Grupo de danças folclóricas no Festival Nacional do Folclore, em Olímpia (foto: Éric Ribeiro / Setur-SP) O Dia do Folclore Brasileiro é celebrado em 22 de agosto, uma data instituída para destacar a importância das manifestações folclóricas em nosso país. Essa data remete ao ano de 1846, quando o folclorista britânico William John Thoms utilizou, pela primeira vez, o termo “folclore”, unindo as palavras folk (povo) e lore (conhecimento).

No Brasil, a data foi oficializada através do Decreto nº 56.747, em agosto de 1965. O decreto estabelece que “constitui o fato folclórico a maneira de pensar, sentir e agir de um povo, preservada pela tradição popular”.

Reconhecendo a relevância do folclore, o Estado de São Paulo instituiu o mês de agosto como o mês do Folclore por meio do Decreto 48.310, de 1967. O documento explica que a celebração se dá pela prática e disseminação dos conhecimentos da cultura popular, que é o reflexo da alma do povo.
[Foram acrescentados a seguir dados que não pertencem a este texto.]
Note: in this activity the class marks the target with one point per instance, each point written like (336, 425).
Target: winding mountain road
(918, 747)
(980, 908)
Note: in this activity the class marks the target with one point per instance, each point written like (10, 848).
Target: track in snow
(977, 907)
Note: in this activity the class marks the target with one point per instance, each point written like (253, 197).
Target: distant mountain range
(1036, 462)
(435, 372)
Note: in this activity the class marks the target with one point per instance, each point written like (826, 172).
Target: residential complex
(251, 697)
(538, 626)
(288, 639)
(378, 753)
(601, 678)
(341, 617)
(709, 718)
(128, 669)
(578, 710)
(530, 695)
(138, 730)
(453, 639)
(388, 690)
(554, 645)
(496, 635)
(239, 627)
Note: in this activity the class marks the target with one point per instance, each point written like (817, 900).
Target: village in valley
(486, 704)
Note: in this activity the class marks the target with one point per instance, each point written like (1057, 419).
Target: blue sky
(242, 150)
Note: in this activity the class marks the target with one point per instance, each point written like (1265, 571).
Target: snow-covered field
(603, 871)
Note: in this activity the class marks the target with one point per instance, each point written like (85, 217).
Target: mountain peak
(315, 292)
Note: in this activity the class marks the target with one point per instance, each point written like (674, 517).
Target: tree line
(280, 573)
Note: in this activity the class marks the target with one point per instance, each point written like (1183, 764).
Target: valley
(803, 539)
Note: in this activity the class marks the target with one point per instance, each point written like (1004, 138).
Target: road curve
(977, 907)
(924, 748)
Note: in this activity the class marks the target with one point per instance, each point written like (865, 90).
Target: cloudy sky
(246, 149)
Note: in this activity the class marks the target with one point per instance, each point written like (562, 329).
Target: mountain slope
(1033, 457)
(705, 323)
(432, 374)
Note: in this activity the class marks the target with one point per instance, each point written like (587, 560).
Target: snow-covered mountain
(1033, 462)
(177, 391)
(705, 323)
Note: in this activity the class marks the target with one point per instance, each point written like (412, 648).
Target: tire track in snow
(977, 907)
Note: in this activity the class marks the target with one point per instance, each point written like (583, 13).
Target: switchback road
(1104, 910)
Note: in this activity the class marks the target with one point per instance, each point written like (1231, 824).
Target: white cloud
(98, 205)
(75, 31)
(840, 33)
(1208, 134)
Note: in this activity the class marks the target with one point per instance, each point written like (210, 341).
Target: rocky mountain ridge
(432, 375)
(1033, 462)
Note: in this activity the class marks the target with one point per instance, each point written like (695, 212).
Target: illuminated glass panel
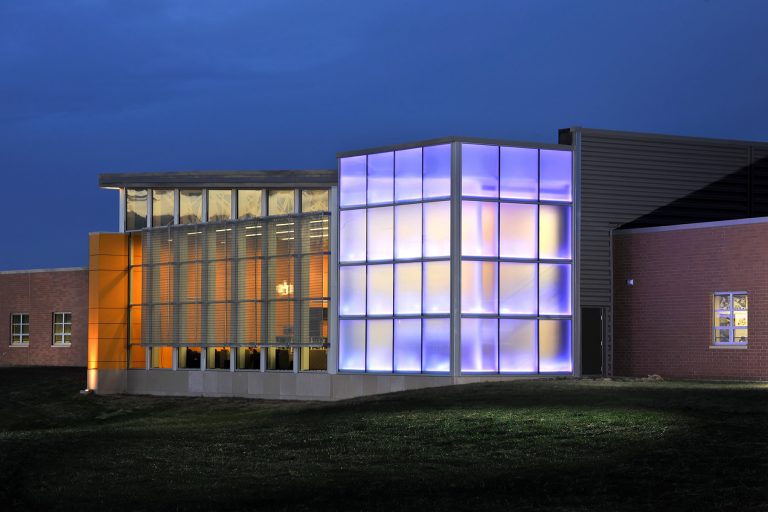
(479, 170)
(135, 209)
(380, 289)
(380, 178)
(380, 233)
(190, 206)
(352, 181)
(517, 289)
(314, 201)
(437, 171)
(219, 205)
(436, 345)
(407, 345)
(479, 345)
(519, 171)
(517, 230)
(554, 289)
(479, 287)
(555, 232)
(436, 292)
(352, 235)
(408, 174)
(162, 207)
(352, 345)
(249, 203)
(281, 202)
(555, 175)
(479, 228)
(352, 286)
(517, 346)
(408, 288)
(408, 231)
(378, 356)
(437, 229)
(555, 346)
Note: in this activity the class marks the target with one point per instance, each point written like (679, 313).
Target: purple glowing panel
(479, 287)
(408, 174)
(352, 235)
(378, 354)
(479, 228)
(554, 289)
(380, 233)
(436, 345)
(352, 285)
(352, 345)
(519, 171)
(555, 346)
(479, 170)
(408, 345)
(517, 289)
(437, 171)
(352, 180)
(555, 232)
(381, 182)
(479, 345)
(556, 183)
(517, 346)
(517, 230)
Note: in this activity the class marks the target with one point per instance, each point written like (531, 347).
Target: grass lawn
(543, 445)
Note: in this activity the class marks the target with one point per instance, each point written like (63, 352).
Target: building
(46, 314)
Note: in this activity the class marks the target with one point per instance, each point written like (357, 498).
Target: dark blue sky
(90, 86)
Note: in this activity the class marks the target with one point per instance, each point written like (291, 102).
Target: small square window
(730, 319)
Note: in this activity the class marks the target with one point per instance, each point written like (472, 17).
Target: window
(19, 329)
(62, 329)
(730, 318)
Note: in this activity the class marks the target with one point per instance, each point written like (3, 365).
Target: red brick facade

O folclore paulista é rico em manifestações culturais que incluem gastronomia, folguedos (como caiapó e cavalhada), festas religiosas (como a Festa do Bom Jesus e a Festa de São Benedito) e eventos como as cavalarias. O estado também é lar de lendas conhecidas, como a do Curupira, em Olímpia (capital nacional do folclore), e do Corpo Seco, que é popular em cidades como São José dos Campos e Paraibuna. Não podemos esquecer do Saci Pererê, presente em Botucatu e São Luiz do Paraitinga, e do famoso Lobisomem de Joanópolis.

Folguedos:

• Caiapó: uma representação em que homens se vestem como índios, utilizando arcos, flechas e instrumentos de percussão.
• Cavalhada: uma encenação teatral que dramatiza as lutas entre mouros e cristãos.

Festejos Religiosos:

• Festa do Bom Jesus: realizada em cidades como Iguape, Tremembé e Pirapora do Bom Jesus.
• Festa de São Benedito: uma celebração popular de grande relevância em várias cidades paulistas.
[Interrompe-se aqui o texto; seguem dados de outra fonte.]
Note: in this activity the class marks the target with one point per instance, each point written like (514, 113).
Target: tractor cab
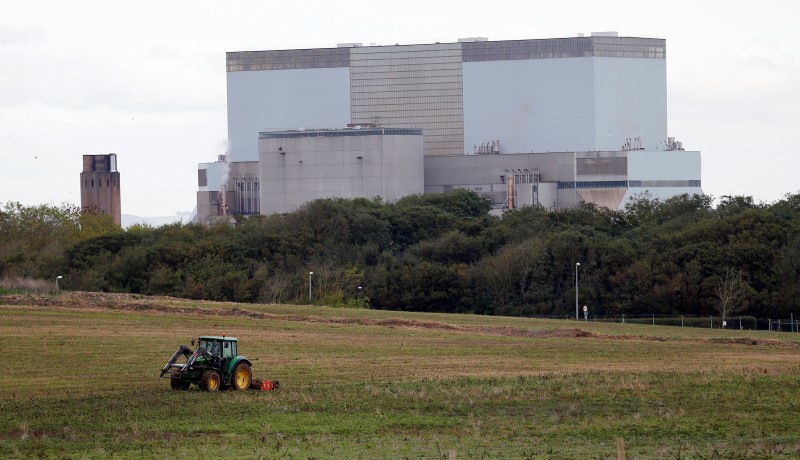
(219, 347)
(213, 365)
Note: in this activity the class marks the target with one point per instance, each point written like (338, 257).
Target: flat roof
(471, 51)
(341, 132)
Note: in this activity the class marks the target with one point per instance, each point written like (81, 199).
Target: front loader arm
(183, 350)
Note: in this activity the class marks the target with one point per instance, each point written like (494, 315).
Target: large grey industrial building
(551, 121)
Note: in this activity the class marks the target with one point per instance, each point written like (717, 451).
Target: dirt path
(140, 303)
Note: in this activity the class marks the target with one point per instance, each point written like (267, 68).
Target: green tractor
(214, 365)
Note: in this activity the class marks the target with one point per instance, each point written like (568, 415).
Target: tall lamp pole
(577, 264)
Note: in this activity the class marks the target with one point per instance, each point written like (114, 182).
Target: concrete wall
(283, 99)
(630, 100)
(567, 104)
(663, 174)
(296, 170)
(535, 105)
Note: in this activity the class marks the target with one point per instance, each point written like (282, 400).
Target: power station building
(100, 187)
(574, 119)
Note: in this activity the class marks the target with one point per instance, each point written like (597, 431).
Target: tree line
(440, 252)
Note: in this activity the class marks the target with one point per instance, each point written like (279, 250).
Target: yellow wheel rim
(241, 377)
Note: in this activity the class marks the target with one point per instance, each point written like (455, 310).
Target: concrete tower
(100, 185)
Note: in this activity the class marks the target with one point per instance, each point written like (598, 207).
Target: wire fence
(791, 324)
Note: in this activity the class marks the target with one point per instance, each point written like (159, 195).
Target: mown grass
(362, 391)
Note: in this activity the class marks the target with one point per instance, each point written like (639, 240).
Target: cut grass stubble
(390, 391)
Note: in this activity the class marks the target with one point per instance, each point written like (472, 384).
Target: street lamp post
(577, 264)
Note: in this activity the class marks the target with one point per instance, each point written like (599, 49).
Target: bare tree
(730, 290)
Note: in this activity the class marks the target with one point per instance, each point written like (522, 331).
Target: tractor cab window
(211, 346)
(226, 350)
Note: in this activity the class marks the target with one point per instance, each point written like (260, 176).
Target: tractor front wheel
(241, 377)
(177, 383)
(210, 381)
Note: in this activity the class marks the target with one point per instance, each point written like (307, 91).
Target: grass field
(80, 380)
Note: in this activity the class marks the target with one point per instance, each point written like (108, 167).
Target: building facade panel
(312, 98)
(411, 86)
(536, 105)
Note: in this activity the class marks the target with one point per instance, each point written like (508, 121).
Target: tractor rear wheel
(241, 377)
(210, 381)
(177, 383)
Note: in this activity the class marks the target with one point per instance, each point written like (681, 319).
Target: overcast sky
(146, 80)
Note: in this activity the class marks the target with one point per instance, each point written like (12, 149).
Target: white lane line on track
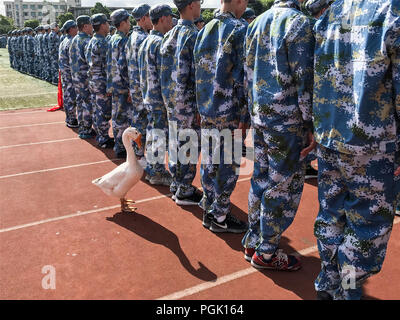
(77, 214)
(230, 277)
(32, 125)
(36, 143)
(19, 113)
(55, 169)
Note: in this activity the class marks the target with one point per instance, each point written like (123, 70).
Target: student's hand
(304, 153)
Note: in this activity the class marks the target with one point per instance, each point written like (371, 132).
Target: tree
(62, 18)
(6, 24)
(31, 23)
(99, 8)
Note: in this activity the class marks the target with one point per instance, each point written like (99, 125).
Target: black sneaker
(109, 144)
(207, 218)
(311, 173)
(72, 123)
(191, 200)
(230, 224)
(323, 295)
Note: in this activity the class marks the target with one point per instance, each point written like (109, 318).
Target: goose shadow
(156, 233)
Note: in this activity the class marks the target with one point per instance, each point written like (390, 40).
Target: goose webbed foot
(126, 206)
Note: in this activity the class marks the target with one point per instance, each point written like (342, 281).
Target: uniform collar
(287, 4)
(156, 33)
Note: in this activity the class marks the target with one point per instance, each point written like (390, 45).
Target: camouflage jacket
(63, 56)
(279, 68)
(132, 48)
(219, 59)
(53, 45)
(178, 73)
(356, 103)
(96, 56)
(77, 59)
(117, 70)
(149, 63)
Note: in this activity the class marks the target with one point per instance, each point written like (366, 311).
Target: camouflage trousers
(218, 178)
(183, 173)
(101, 112)
(69, 97)
(53, 77)
(121, 118)
(357, 196)
(83, 104)
(276, 187)
(156, 142)
(139, 121)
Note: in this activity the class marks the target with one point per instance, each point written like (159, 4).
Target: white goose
(120, 180)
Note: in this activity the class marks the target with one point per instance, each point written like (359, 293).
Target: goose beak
(138, 141)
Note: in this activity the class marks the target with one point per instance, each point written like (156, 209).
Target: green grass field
(18, 91)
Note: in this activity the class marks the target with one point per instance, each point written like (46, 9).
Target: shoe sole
(185, 202)
(257, 266)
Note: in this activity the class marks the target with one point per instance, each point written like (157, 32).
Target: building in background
(44, 11)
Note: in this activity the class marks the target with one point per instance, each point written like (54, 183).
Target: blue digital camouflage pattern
(356, 109)
(96, 56)
(79, 69)
(118, 85)
(279, 82)
(178, 86)
(69, 95)
(149, 62)
(221, 101)
(139, 114)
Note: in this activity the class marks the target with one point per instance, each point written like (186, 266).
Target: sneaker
(109, 144)
(72, 123)
(230, 224)
(279, 261)
(323, 295)
(248, 253)
(142, 161)
(207, 218)
(191, 200)
(311, 173)
(121, 154)
(163, 180)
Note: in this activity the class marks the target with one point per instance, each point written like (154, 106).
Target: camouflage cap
(180, 4)
(119, 15)
(98, 19)
(140, 11)
(81, 20)
(248, 14)
(160, 10)
(314, 7)
(69, 24)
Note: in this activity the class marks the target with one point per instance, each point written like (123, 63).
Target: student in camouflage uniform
(149, 63)
(279, 81)
(96, 56)
(178, 90)
(30, 52)
(53, 46)
(219, 57)
(118, 81)
(138, 35)
(356, 112)
(79, 68)
(69, 95)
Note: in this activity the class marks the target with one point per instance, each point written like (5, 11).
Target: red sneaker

Essas manifestações são um reflexo da rica diversidade cultural do estado, derivada da mistura entre povos indígenas, europeus (particularmente portugueses e italianos) e africanos.

Música e Dança:

• Folia de Reis: uma festa religiosa que envolve cantos e danças, celebrando a visita dos Reis Magos ao menino Jesus.
• Catira: uma dança de ritmo acelerado, influenciada por culturas indígenas e africanas, acompanhada por viola.
• Congada: uma dança dramática de raízes africanas que representa a luta entre cristãos e mouros.
• Cururu: uma disputa de versos cantados por violeiros.
• Dança de São Gonçalo: homenagem ao santo com cantos e movimentos ritmados.
• Jongo: uma dança africana caracterizada por ritmos intensos e letras codificadas.
• Samba Rural: uma versão do samba com letras que refletem o cotidiano rural.

Festas Populares:

Além da Folia de Reis, as festas juninas se destacam, com suas danças (como a quadrilha), comidas típicas e fogueiras.

Artesanato:

O artesanato em São Paulo é diversificado, contemplando cerâmicas, tecelagens, cestarias e a produção de instrumentos musicais tradicionais.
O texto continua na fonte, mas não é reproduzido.